This exercise uses colours and objects as descriptive writing prompts. It encourages students to closely observe using all their senses and to experiment with bold imagery alongside subtle details.
Prep and resources
You’ll need a bunch of satsumas for this icebreaker exercise!
Have the group to do a ‘word splurge’ exercise, exploring the colour red. Suggest different shades (perhaps using ambitious vocabulary e.g. magenta, vermillion, burgundy), connotations (which abstract nouns come to mind e.g. danger, passion, anger), or associations (e.g. Red Riding Hood, or Dorothy’s shoes in The Wizard of Oz).
Next, give each student a satsuma, or similar fruit. They will also need a pen and paper for this part…
Firstly, ask them only to look at the fruit, without touching it. After a few moments, ask them to handle it and slowly peel the fruit. Presently, encourage them to smell it. Finally, invite them to eat a piece. At each stage of this process, ask students to jot down words and imagery associated with each of the senses: sight, touch, smell and taste.
This exercise is an opportunity to encourage boldness of imagery (the skin and pith are particularly good for this) and close observation skills (e.g. each fruit may be a slightly different shade of orange).
Exercise: colour as prompt
Share the following piece with students, which was produced collaboratively by a First Story group at Sirius West Academy.

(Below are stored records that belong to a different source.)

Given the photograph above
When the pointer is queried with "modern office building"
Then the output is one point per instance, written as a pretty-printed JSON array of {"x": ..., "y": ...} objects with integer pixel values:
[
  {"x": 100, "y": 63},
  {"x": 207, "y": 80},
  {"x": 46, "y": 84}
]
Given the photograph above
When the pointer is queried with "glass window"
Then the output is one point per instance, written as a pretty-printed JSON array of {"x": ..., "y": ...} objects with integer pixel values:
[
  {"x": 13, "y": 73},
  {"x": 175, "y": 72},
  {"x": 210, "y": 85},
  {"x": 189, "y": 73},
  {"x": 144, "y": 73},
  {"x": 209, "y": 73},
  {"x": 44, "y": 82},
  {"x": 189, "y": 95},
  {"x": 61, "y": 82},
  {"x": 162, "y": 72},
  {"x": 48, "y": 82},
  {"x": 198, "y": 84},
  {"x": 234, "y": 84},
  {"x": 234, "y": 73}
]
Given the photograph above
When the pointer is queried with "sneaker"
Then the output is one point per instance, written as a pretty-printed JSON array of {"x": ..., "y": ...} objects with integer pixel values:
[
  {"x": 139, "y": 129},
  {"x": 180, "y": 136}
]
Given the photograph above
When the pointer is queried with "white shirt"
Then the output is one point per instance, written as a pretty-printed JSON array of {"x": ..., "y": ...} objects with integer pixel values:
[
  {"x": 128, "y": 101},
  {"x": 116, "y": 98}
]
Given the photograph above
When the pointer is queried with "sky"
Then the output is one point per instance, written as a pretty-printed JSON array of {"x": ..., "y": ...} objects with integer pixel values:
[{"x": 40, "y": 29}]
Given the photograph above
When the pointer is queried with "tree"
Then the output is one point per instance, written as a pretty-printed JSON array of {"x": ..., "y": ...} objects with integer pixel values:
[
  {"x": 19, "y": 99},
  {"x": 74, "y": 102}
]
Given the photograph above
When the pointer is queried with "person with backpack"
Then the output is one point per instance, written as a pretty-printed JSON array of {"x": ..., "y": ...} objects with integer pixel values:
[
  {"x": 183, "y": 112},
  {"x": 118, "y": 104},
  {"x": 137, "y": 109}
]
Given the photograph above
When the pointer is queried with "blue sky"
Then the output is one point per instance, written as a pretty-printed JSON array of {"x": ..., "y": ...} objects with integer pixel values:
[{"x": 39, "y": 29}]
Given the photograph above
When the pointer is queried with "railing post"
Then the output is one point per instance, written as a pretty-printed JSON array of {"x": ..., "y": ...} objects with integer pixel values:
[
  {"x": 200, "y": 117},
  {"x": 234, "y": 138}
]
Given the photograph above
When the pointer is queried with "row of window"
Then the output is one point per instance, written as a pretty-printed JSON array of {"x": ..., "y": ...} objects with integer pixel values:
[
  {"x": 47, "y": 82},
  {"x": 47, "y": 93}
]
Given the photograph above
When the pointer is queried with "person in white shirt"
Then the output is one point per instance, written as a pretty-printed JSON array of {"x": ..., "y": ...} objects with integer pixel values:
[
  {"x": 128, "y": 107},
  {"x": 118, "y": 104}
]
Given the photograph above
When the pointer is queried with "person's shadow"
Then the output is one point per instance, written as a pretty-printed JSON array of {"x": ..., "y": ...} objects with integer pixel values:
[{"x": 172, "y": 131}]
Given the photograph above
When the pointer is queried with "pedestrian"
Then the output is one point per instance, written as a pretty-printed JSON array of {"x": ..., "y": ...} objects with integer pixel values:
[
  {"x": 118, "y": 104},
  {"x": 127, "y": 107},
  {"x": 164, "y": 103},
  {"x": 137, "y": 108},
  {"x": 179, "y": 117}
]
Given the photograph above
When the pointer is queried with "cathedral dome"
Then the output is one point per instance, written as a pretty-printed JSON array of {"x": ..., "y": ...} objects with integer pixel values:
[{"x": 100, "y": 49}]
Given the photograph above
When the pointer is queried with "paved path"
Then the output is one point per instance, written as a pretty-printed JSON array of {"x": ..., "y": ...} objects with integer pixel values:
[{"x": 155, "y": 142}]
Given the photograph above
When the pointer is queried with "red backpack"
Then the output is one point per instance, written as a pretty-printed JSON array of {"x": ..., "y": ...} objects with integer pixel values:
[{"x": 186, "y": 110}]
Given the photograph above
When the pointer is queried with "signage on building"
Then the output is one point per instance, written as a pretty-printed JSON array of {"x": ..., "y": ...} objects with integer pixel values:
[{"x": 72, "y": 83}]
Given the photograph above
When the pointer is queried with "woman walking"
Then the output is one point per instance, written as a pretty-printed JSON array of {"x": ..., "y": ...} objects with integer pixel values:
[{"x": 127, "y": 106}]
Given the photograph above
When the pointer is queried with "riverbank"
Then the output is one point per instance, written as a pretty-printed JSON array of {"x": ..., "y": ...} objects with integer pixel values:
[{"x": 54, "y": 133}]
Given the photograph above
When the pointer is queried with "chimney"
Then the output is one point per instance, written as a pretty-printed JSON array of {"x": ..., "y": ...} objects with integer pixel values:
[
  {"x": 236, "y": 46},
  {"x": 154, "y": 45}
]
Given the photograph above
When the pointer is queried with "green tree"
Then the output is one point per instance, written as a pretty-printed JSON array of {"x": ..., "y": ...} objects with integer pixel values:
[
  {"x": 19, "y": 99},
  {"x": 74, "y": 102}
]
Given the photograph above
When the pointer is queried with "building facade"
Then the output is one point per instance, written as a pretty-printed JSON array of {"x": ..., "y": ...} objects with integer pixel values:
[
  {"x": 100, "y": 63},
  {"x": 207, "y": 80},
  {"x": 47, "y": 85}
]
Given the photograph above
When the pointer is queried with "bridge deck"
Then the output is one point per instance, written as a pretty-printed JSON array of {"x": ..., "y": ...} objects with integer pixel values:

‘What Am I?’ I have citrus scents and lots of dents like a puckered pair of lips I’m a mini pumpkin mated with a golf ball, my pith like a cobweb wall. My open pores are speckles, scattered like so many freckles on skin that peels like Velcro.

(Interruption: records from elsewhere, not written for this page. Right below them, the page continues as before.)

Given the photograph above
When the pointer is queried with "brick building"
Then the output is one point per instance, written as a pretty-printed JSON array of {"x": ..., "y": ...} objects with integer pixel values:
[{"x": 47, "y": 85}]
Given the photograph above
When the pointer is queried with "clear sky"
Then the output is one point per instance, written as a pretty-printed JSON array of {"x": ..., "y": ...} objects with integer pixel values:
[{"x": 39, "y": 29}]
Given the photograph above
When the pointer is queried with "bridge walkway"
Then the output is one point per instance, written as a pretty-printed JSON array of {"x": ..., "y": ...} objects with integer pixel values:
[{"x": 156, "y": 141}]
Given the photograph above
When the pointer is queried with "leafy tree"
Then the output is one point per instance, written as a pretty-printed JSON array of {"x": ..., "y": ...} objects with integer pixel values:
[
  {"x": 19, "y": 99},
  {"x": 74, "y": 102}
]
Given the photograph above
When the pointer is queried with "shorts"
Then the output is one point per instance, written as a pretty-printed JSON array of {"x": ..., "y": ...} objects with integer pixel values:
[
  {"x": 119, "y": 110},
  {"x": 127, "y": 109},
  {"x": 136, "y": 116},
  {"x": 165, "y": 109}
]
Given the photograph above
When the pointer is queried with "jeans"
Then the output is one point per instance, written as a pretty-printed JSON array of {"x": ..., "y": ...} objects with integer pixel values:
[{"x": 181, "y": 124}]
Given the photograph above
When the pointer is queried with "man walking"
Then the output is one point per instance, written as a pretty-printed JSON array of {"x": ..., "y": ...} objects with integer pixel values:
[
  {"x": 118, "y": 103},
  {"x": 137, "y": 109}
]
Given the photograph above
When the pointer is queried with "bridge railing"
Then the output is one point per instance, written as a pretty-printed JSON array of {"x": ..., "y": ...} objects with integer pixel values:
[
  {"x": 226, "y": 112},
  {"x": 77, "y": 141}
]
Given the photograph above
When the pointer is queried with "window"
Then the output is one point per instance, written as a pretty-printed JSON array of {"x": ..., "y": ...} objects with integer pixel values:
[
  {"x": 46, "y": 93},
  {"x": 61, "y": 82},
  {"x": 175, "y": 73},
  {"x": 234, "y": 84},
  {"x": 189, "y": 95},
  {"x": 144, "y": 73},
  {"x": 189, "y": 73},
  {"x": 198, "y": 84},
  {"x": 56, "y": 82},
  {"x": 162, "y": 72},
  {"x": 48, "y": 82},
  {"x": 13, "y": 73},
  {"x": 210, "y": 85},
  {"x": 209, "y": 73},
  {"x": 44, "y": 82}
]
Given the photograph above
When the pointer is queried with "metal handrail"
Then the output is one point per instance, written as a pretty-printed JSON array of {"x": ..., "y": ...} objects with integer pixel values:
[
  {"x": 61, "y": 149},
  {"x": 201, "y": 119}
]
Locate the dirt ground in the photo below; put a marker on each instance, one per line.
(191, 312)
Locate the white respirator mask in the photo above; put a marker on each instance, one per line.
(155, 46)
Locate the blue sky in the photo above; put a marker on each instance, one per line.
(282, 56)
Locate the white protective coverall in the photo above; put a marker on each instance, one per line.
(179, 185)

Using any colour as a writing prompt, ask students to start a new piece of writing, in any form they prefer. Urge that it should appeal to the five senses. The focus could be on a fruit, but equally on an item of clothing, or any object of significance e.g. a favourite toy.
Invite students to read their pieces aloud. Urge the group to pick out lines or observations that they particularly liked. Why do they like those lines? Do any lines particularly communicate the five senses? How?
Work produced in this exercise could be collated to create a new group piece of writing — a chance to practice editing and collaboration skills.